Nanortalik è la decima città più grande della Groenlandia e la più meridionale dell'isola,
Questo abitato è circondato da un intricato sistema di fiordi profondi, piccoli boschi, praterie, aspre scogliere di montagna, che suggeriscono una natura molto simile a quella visibile lungo la costa orientale della Groenlandia, e lambito da un'immensa distesa di ghiaccio marino in continuo movimento appena fuori dal porto. Qui vivono circa 2.200 persone (in Groenlandia infatti una città è considerata tale quando conta più di 1000 abitanti) che trovano impiego nelle principali attività locali: la caccia alle foche, la pesca, il servizio turistico e l'amministrazione locale.
Si arriva a Nanortalik prendendo l'elicottero dal vicino villaggio di Narsarsuaq e dopo un lento ed emozionante sorvolo sui fiordi si viene ricevuti da un'atmosfera accogliente e amichevole. Come dicono i groenlandesi "Quando si raggiunge Nanortalik, è come tornare nella casa della propria infanzia" e se si va a Nanortalik per esplorarne le montagne selvagge "si ritroverà la città natale che non si sapeva di avere".
Un posto silenzioso e freddo, ma circondato da una Natura potente che lo sguardo abbraccia da est, dove si ergono numerose catene di picchi talmente aguzzi che sembrano bucare il cielo, a ovest dove galleggiano enormi strati di ghiaccio marino popolati da selvatici artici.
Questo piccolo centro dove le case dai colori vivaci fiancheggiano le strade, immense vette montuose si innalzano in lontananza e iceberg galleggiano nella baia, trae il proprio nome dall'orso bianco. Nanortalik infatti significa "luogo degli orsi polari", a testimonianza di quanto questa remota parte di territorio danese situato tra l’oceano Atlantico del Nord e il Mar Glaciale Artico, sia da sempre frequentata dai grandi plantigradi bianchi, che a buon diritto sono rappresentati sullo stemma cittadino.

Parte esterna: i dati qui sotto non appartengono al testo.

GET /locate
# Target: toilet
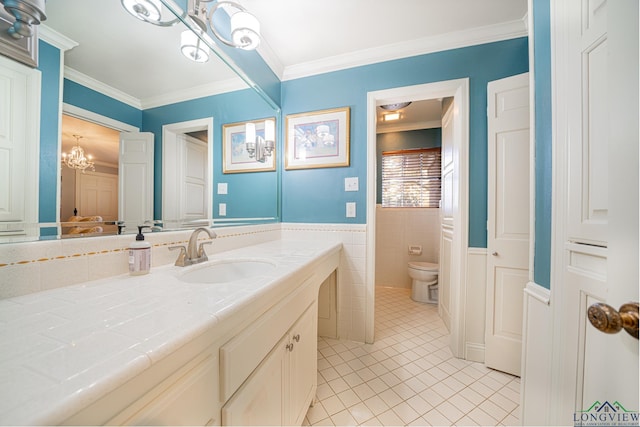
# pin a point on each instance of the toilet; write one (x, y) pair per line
(424, 276)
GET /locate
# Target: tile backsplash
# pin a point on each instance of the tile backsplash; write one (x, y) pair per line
(38, 266)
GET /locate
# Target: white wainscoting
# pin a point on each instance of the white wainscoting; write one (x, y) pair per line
(396, 230)
(475, 296)
(536, 356)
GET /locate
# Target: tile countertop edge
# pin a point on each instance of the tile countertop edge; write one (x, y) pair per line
(51, 409)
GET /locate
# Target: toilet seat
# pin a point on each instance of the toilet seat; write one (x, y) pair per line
(424, 266)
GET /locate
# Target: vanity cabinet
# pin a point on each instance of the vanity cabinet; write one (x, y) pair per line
(281, 388)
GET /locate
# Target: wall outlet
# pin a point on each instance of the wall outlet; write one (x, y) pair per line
(351, 209)
(351, 184)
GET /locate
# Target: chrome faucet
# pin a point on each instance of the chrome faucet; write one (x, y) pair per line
(194, 253)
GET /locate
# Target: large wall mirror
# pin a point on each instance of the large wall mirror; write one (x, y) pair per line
(127, 80)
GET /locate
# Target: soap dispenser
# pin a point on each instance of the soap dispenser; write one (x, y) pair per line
(139, 254)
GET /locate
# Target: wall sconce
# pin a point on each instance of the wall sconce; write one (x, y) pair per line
(27, 14)
(260, 148)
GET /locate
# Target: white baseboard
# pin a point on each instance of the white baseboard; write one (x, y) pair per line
(474, 352)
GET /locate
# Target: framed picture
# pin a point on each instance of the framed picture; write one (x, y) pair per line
(318, 139)
(237, 158)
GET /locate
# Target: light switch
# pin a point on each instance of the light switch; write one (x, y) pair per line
(351, 209)
(351, 184)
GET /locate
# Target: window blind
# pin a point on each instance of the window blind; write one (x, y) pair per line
(411, 178)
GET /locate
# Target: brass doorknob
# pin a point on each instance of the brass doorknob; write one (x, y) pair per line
(606, 319)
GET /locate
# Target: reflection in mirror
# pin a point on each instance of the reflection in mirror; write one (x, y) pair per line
(133, 74)
(89, 196)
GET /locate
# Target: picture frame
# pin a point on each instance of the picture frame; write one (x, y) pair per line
(318, 139)
(236, 158)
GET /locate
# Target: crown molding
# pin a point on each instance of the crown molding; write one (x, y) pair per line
(454, 40)
(202, 91)
(55, 38)
(210, 89)
(98, 86)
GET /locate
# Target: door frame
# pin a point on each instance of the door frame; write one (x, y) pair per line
(169, 139)
(459, 89)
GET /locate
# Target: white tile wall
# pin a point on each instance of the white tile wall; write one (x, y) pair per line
(396, 230)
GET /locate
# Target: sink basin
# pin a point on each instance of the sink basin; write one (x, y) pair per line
(226, 270)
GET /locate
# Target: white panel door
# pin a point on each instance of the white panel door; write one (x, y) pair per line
(135, 204)
(195, 191)
(98, 195)
(507, 220)
(19, 144)
(596, 66)
(448, 205)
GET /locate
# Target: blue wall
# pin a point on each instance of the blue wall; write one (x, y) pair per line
(390, 141)
(249, 195)
(49, 66)
(317, 195)
(543, 149)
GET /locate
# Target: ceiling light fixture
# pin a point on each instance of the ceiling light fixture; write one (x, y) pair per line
(391, 116)
(192, 47)
(244, 28)
(149, 11)
(76, 158)
(27, 13)
(395, 107)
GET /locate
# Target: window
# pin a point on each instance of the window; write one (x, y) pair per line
(411, 178)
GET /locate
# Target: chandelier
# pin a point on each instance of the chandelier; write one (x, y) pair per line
(243, 28)
(76, 158)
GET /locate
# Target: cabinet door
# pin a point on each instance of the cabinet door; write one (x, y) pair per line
(303, 365)
(260, 399)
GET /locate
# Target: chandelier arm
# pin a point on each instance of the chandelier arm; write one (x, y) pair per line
(212, 11)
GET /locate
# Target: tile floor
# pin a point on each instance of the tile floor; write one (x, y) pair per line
(408, 376)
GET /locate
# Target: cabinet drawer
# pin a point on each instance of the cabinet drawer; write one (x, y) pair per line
(190, 400)
(242, 354)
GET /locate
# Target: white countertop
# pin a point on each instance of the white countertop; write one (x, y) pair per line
(64, 349)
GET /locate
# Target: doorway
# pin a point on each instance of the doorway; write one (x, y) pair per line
(187, 173)
(99, 136)
(458, 90)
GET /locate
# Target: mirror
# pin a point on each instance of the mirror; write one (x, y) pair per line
(128, 75)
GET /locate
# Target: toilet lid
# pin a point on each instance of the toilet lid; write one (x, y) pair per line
(425, 266)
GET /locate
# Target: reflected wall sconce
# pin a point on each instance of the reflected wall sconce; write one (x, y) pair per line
(76, 158)
(244, 28)
(27, 13)
(260, 148)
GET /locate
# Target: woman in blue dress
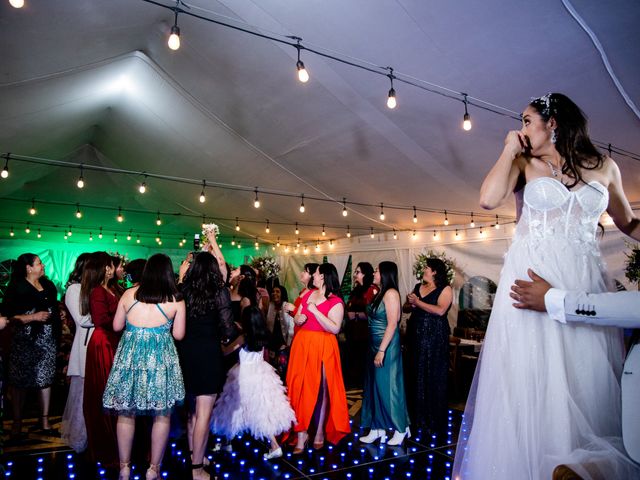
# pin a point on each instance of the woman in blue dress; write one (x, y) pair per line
(384, 404)
(146, 378)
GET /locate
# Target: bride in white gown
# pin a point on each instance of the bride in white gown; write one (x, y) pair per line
(547, 393)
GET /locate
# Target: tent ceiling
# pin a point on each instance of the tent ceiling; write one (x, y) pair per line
(94, 83)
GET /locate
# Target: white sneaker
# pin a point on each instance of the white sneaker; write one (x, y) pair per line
(398, 437)
(373, 435)
(277, 453)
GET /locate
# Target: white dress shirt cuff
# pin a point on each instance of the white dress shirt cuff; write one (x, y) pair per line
(554, 302)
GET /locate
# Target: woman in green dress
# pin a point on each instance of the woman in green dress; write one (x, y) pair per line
(384, 403)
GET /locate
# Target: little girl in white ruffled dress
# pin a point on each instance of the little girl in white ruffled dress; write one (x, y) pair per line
(254, 399)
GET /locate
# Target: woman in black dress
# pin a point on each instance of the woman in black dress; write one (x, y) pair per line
(428, 347)
(31, 302)
(209, 320)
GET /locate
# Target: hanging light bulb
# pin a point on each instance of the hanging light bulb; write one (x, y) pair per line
(143, 186)
(202, 197)
(174, 37)
(303, 75)
(5, 170)
(466, 120)
(80, 182)
(391, 98)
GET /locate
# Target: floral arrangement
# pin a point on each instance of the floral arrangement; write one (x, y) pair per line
(267, 265)
(632, 272)
(208, 229)
(421, 262)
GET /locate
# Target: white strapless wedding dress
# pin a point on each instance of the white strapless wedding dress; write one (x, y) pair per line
(546, 393)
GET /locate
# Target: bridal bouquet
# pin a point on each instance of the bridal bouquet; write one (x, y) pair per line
(208, 229)
(421, 262)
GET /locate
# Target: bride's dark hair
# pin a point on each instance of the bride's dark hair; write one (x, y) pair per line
(572, 139)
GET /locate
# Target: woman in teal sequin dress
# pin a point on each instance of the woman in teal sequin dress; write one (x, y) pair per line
(384, 403)
(146, 378)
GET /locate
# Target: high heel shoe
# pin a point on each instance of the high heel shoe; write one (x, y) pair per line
(275, 453)
(298, 450)
(373, 435)
(152, 472)
(125, 471)
(398, 437)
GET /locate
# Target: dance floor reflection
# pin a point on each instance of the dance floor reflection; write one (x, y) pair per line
(423, 456)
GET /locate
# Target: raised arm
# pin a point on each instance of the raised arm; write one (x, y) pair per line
(619, 209)
(503, 176)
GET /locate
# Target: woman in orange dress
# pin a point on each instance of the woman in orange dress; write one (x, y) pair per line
(315, 374)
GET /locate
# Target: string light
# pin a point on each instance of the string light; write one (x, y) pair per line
(80, 182)
(143, 186)
(466, 120)
(5, 170)
(174, 37)
(202, 197)
(391, 98)
(303, 75)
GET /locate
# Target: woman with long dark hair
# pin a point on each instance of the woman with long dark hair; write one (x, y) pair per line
(428, 348)
(209, 318)
(74, 430)
(383, 404)
(145, 378)
(31, 304)
(547, 393)
(97, 300)
(314, 377)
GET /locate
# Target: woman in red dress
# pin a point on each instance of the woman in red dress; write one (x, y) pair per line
(315, 374)
(97, 299)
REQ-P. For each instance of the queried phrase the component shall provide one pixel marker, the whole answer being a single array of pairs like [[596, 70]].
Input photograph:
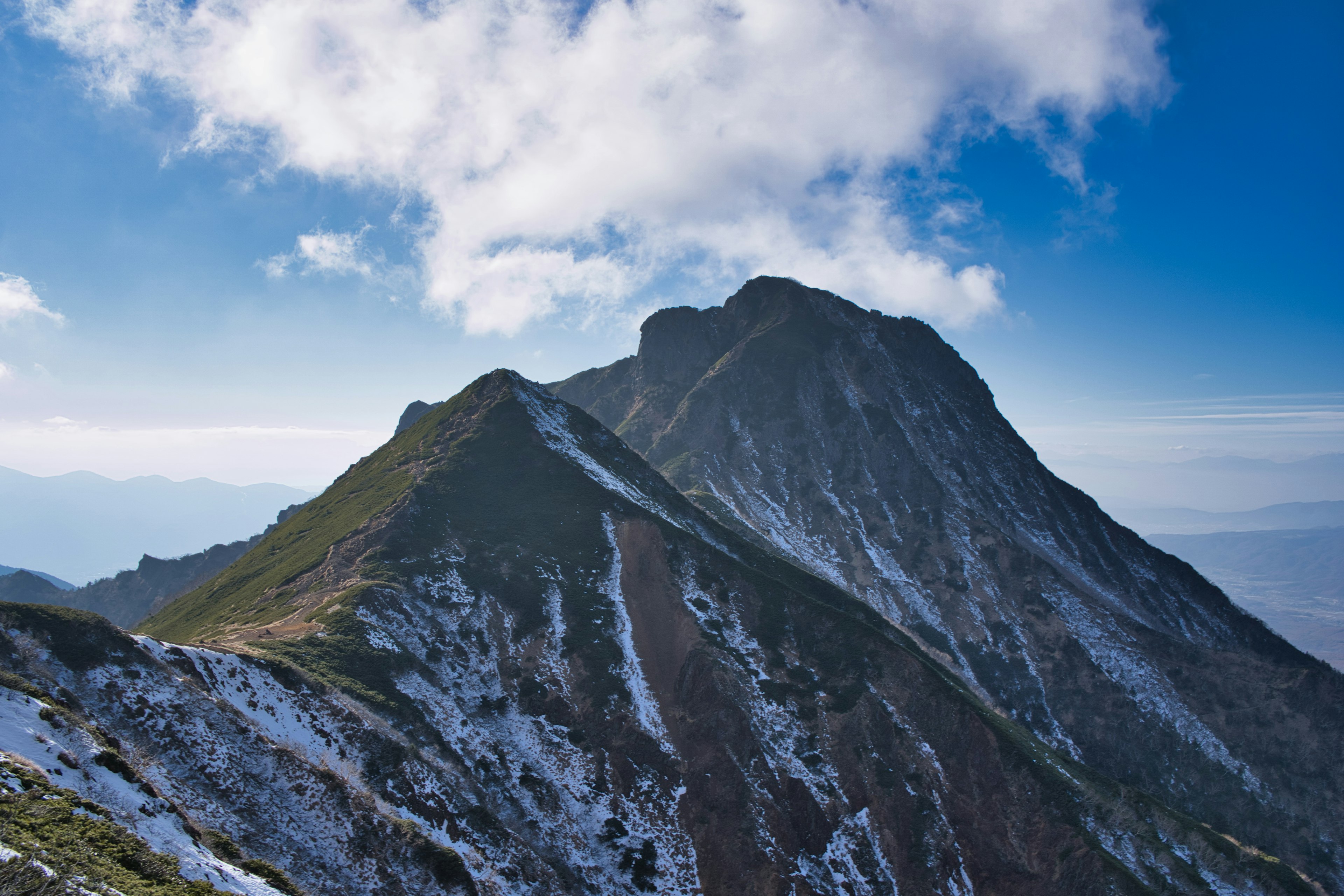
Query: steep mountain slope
[[866, 450], [503, 656], [1294, 580]]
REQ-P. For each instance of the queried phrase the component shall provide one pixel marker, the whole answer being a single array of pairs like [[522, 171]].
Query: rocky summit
[[812, 620], [866, 450]]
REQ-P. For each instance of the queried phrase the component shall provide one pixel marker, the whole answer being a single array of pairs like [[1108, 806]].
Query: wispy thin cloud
[[323, 252], [19, 300]]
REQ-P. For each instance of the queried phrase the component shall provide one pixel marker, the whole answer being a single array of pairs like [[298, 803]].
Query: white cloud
[[568, 163], [324, 252], [19, 300]]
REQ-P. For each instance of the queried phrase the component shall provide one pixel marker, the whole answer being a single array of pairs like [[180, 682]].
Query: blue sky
[[1136, 241]]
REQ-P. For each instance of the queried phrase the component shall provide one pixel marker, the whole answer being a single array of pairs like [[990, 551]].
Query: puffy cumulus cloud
[[570, 158], [19, 300]]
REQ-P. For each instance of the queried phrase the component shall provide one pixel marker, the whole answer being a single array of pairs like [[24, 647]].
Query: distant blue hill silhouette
[[83, 526], [59, 583]]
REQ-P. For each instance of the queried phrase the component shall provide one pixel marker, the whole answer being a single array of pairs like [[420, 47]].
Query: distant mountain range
[[779, 605], [59, 583], [1210, 483], [83, 527], [1299, 515], [1294, 580], [132, 594]]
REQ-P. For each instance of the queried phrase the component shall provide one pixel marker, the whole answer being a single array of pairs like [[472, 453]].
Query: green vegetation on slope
[[299, 545], [70, 839]]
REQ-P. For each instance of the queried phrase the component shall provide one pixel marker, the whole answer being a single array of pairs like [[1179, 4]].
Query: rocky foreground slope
[[503, 656], [866, 450]]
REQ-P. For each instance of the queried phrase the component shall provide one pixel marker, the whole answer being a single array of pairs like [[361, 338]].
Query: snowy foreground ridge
[[536, 667]]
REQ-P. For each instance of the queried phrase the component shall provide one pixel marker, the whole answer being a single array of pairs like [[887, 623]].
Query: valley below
[[780, 605]]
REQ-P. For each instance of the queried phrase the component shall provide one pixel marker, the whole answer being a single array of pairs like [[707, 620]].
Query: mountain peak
[[866, 450]]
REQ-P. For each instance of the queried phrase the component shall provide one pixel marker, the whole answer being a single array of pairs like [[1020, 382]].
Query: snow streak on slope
[[23, 733]]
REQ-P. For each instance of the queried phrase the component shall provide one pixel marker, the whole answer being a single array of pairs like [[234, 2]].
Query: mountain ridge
[[534, 655], [865, 449]]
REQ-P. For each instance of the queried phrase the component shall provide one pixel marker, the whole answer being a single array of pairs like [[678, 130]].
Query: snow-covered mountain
[[866, 450], [502, 655]]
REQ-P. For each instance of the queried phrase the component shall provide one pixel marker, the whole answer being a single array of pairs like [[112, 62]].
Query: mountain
[[866, 450], [132, 594], [84, 527], [1225, 484], [502, 655], [413, 413], [26, 588], [1292, 580], [1299, 515], [59, 583]]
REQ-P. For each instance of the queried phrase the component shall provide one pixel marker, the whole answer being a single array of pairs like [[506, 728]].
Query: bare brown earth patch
[[663, 629]]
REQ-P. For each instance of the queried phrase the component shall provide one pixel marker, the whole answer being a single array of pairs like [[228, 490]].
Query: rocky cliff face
[[863, 449], [503, 656]]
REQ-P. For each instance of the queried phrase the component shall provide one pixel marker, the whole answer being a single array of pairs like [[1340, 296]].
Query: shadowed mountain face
[[1294, 580], [502, 655], [863, 449]]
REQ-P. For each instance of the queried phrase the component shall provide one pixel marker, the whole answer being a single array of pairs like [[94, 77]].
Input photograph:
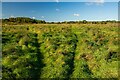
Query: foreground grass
[[60, 51]]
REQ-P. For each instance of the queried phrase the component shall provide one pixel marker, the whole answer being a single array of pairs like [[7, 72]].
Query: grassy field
[[60, 51]]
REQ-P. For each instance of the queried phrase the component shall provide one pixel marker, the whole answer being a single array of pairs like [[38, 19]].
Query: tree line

Il bianco candido del ghiaccio, però, non è l'unico colore presente in città: tutti i colori dell'arcobaleno sono scesi su Nanortalik, perché i locali nel tempo hanno dipinto le loro case in verde lime, magenta, arancio brillante, azzurro e lavanda. In origine, questo stile vivace aveva un uso pratico e indicava la funzione di un edificio: gli edifici commerciali erano rossi, gli ospedali gialli, le stazioni di polizia nere, la compagnia telefonica verde e le fabbriche di pesce blu.


Nanortalik si trova alla foce del Fiordo Tasermiut lungo circa 75 chilometri, un fiordo la cui naturale bellezza è capace di attirare scalatori, kayakisti ed escursionisti da tutto il mondo, attratti dalle imponenti e spettacolari pareti verticali che formano la cosiddetta “Patagonia Artica” indicata come una delle dieci meraviglie del mondo nelle guide Lonely Planet.
Altra piccola e inaspettata meraviglia è il Museo Nanortalik, esposizione a cielo aperto ospitata nell'area portuale, che rende omaggio all'era delle esplorazioni polari e alla cultura norrena. Antiche case coloniali divengono scrigno di un tesoro composto da copie di abiti vichinghi in stile Herjolfsnæs, da una collezione di kayak e umiak risalenti al 1440 (scoperti nel 1948 dall'esploratore Eigil Knuth e tra i più antichi trovati in Groenlandia) e da riproduzioni di tende e di case della civiltà Inuit.